SINGAPORE: Singapore Trucks and cement mixers barrel down the long, straight Tuas Boulevard at the southwestern tip of Singapore. Work on what will be one of the world’s largest container terminals, first proposed in 2010, started in April. The 30-year plan is to create 66 berths on 1,337 hectares of reclaimed land with the capacity to handle up to 65 million containers, or twenty-foot equivalent units, a year. The port can currently handle 40 million TEU annually.
However, business conditions at the world’s second-busiest container port belie the optimism of the project. Container throughput fell 8.7% to 30.9 million TEU in 2015, the lowest level seen since 2011 and the first decline recorded since the global financial crisis. Container volumes began posting year-on-year growth once again in the middle of this year, but the pace has slowed from 7% in September to just 1.4% in October, according to preliminary figures. The situation in Singapore is mirrored across the region, as continued weakness in global trade and the slowing Chinese economy are dampening traffic at Asia’s ports.

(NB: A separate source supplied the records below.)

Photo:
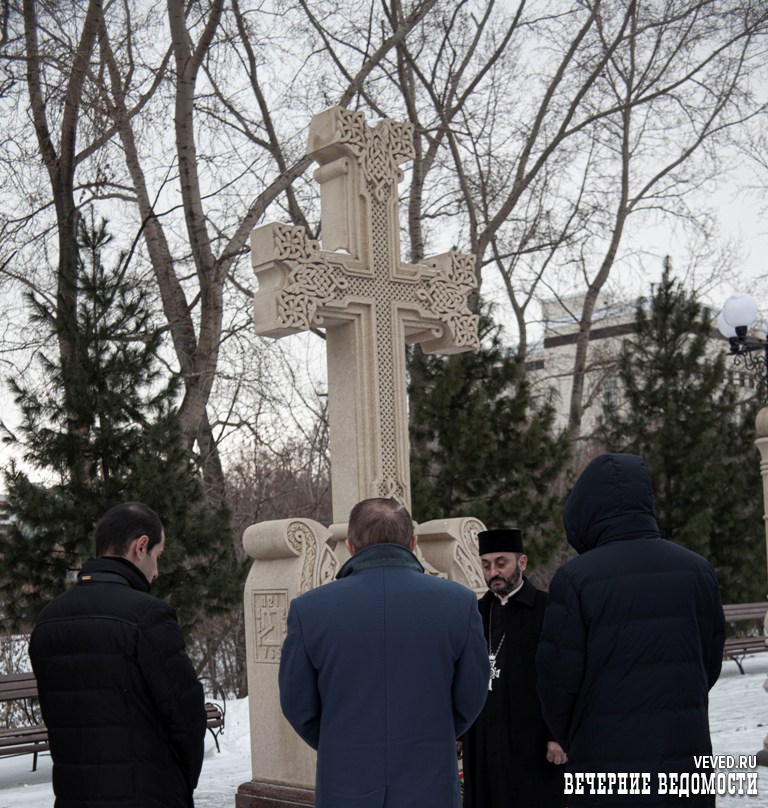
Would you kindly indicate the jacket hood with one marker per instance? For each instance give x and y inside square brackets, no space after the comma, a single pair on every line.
[611,501]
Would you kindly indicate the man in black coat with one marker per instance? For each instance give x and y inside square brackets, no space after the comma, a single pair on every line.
[631,644]
[511,759]
[124,709]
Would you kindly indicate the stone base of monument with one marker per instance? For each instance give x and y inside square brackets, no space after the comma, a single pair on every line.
[270,795]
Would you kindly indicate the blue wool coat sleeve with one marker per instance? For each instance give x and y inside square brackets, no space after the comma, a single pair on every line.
[560,657]
[471,674]
[299,694]
[715,661]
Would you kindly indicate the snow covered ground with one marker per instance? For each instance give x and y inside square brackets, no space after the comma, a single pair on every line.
[738,718]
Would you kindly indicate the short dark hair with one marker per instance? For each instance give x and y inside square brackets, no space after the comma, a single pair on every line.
[122,524]
[379,521]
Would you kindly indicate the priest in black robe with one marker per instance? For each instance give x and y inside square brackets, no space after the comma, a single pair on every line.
[510,758]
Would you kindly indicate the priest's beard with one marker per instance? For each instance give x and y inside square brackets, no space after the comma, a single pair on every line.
[502,585]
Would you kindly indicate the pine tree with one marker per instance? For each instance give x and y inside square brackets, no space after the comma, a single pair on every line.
[480,448]
[114,437]
[675,410]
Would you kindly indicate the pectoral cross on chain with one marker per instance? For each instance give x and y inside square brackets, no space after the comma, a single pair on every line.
[495,672]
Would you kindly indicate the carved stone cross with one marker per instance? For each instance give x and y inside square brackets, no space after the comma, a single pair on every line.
[368,300]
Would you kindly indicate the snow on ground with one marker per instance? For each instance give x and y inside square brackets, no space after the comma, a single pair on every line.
[738,718]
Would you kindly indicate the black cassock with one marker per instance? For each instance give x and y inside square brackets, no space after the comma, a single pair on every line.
[505,763]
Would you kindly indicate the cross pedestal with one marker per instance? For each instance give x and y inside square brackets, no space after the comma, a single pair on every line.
[370,304]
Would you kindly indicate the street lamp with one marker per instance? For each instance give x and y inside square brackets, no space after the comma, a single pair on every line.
[738,314]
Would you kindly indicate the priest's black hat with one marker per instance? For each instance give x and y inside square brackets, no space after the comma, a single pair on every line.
[501,540]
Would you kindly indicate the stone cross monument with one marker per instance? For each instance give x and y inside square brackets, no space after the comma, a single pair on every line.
[370,304]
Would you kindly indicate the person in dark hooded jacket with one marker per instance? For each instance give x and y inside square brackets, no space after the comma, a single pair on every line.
[124,709]
[631,644]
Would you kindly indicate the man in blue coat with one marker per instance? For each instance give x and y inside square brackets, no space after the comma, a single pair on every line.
[382,670]
[632,642]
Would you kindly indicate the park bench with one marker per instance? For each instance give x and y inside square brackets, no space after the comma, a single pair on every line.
[749,639]
[29,735]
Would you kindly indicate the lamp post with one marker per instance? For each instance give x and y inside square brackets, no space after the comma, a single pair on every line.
[738,314]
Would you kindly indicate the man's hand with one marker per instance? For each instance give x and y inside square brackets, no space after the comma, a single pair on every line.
[555,753]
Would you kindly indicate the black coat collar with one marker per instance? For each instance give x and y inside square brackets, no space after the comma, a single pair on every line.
[380,555]
[115,570]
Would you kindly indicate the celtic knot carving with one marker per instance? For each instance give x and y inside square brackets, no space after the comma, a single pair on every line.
[312,282]
[315,570]
[382,149]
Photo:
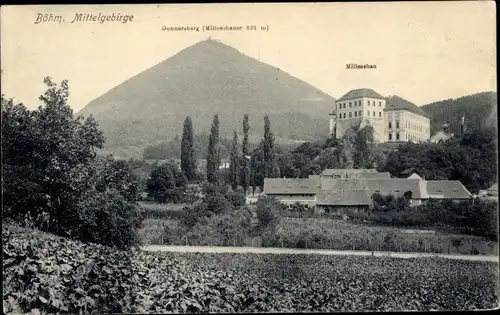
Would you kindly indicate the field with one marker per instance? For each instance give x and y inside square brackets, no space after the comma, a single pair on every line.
[53,274]
[316,234]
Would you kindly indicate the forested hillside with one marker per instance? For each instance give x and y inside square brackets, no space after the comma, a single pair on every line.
[480,110]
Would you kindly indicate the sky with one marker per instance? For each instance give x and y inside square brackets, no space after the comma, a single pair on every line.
[423,51]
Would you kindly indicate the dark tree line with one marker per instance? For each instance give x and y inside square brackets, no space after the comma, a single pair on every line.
[52,178]
[471,159]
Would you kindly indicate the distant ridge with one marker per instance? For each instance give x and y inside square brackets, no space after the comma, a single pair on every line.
[200,81]
[480,111]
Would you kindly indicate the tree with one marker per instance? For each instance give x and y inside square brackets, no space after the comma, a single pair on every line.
[363,147]
[234,163]
[268,212]
[269,155]
[213,158]
[245,167]
[167,183]
[47,155]
[52,178]
[188,162]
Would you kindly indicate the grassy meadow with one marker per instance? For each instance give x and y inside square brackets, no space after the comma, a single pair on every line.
[162,227]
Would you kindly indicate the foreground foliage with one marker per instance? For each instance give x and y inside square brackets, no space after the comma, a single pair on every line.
[53,274]
[53,180]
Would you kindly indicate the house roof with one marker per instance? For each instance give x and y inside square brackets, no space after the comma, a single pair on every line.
[375,175]
[344,198]
[414,176]
[291,186]
[407,171]
[383,186]
[494,187]
[440,135]
[360,93]
[350,171]
[447,189]
[396,102]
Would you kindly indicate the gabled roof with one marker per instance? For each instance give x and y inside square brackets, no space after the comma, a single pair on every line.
[375,175]
[344,198]
[407,171]
[360,93]
[383,186]
[447,189]
[396,102]
[291,186]
[494,187]
[414,176]
[349,171]
[440,136]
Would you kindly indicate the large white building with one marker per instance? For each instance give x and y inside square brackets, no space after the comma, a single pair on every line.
[394,119]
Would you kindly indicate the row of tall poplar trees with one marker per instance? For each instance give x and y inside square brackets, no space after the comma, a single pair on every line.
[240,167]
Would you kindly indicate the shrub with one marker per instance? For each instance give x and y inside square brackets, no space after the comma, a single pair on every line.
[236,198]
[107,218]
[167,183]
[267,211]
[53,179]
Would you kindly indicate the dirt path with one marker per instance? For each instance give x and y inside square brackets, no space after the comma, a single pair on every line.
[266,250]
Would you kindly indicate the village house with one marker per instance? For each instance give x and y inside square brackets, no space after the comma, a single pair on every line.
[394,119]
[290,191]
[442,135]
[328,194]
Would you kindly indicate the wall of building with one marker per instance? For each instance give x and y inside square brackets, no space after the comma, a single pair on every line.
[402,125]
[306,200]
[357,110]
[339,210]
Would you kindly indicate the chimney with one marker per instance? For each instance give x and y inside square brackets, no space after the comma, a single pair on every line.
[422,185]
[445,128]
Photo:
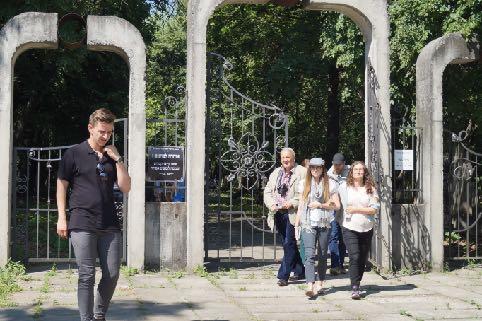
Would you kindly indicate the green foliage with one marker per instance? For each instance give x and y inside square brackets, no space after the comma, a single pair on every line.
[309,63]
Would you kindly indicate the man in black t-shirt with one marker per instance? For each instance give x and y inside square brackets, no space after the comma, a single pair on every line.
[90,169]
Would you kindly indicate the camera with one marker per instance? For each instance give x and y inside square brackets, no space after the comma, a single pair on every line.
[282,190]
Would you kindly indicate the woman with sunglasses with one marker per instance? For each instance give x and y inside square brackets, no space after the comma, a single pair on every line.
[315,212]
[360,202]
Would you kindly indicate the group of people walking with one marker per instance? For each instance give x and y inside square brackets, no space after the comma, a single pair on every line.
[305,203]
[324,209]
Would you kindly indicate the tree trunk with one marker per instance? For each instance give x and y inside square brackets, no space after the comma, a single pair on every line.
[334,105]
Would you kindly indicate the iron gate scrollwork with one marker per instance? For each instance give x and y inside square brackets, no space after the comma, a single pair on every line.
[243,140]
[34,211]
[462,197]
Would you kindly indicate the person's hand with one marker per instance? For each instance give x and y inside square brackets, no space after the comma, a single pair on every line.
[62,228]
[350,209]
[286,205]
[297,232]
[112,152]
[314,204]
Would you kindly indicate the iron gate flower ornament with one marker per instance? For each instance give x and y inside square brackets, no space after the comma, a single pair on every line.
[247,160]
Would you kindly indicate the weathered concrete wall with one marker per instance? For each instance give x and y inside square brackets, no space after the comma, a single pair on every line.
[199,12]
[410,236]
[166,235]
[431,63]
[106,33]
[30,30]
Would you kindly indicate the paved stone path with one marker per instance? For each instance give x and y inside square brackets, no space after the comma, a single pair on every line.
[252,294]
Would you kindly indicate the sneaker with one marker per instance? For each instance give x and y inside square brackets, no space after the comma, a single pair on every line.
[355,293]
[335,271]
[296,277]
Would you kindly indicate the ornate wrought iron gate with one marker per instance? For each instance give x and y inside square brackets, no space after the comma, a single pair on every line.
[33,223]
[462,198]
[243,141]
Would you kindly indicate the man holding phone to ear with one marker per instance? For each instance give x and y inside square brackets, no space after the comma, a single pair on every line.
[90,169]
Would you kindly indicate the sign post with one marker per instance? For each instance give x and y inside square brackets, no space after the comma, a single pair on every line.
[165,163]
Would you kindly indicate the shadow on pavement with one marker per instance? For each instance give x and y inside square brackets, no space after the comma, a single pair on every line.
[369,289]
[120,310]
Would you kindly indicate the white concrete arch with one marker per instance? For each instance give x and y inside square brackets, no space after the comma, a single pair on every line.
[431,63]
[372,18]
[30,30]
[110,33]
[34,30]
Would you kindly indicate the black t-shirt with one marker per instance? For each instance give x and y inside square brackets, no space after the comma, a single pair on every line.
[91,179]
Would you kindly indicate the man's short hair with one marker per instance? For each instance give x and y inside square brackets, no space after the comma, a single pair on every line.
[288,150]
[102,115]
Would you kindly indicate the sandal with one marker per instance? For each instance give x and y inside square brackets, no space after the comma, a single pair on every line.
[310,293]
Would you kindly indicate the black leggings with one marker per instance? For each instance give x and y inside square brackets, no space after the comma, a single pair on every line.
[358,246]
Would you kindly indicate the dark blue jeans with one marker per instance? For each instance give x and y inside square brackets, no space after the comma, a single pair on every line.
[336,245]
[291,260]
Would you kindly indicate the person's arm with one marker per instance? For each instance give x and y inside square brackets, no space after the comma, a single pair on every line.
[123,178]
[62,187]
[333,203]
[371,209]
[268,196]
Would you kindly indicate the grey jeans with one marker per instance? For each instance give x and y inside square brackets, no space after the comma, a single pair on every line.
[88,245]
[312,236]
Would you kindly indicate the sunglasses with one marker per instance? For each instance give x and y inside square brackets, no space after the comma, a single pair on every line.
[101,170]
[316,167]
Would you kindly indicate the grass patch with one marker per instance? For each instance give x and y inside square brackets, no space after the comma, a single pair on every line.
[128,273]
[213,278]
[9,276]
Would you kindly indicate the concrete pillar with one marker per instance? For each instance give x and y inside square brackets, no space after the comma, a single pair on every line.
[107,33]
[199,12]
[372,18]
[30,30]
[431,63]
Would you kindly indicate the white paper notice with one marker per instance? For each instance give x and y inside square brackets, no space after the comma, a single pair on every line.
[403,159]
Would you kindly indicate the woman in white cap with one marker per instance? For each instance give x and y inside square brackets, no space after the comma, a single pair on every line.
[315,212]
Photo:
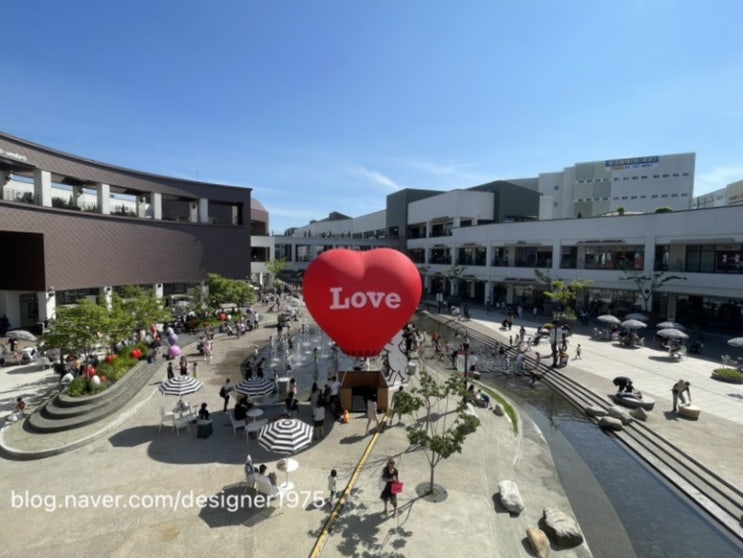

Yet many are intent on carrying out ambitious expansion plans.
The situation in Hong Kong is even bleaker than Singapore, with container throughput down 8.5% in the first nine months of the year to 14 million TEU. What was the world’s busiest container port about a decade ago slid to No. 5 in global rankings last year, down another notch from 2014. A study by Deutsche Bank released last year estimated that Hong Kong’s container volume could nearly halve by 2025, potentially knocking the city out of the global top 10.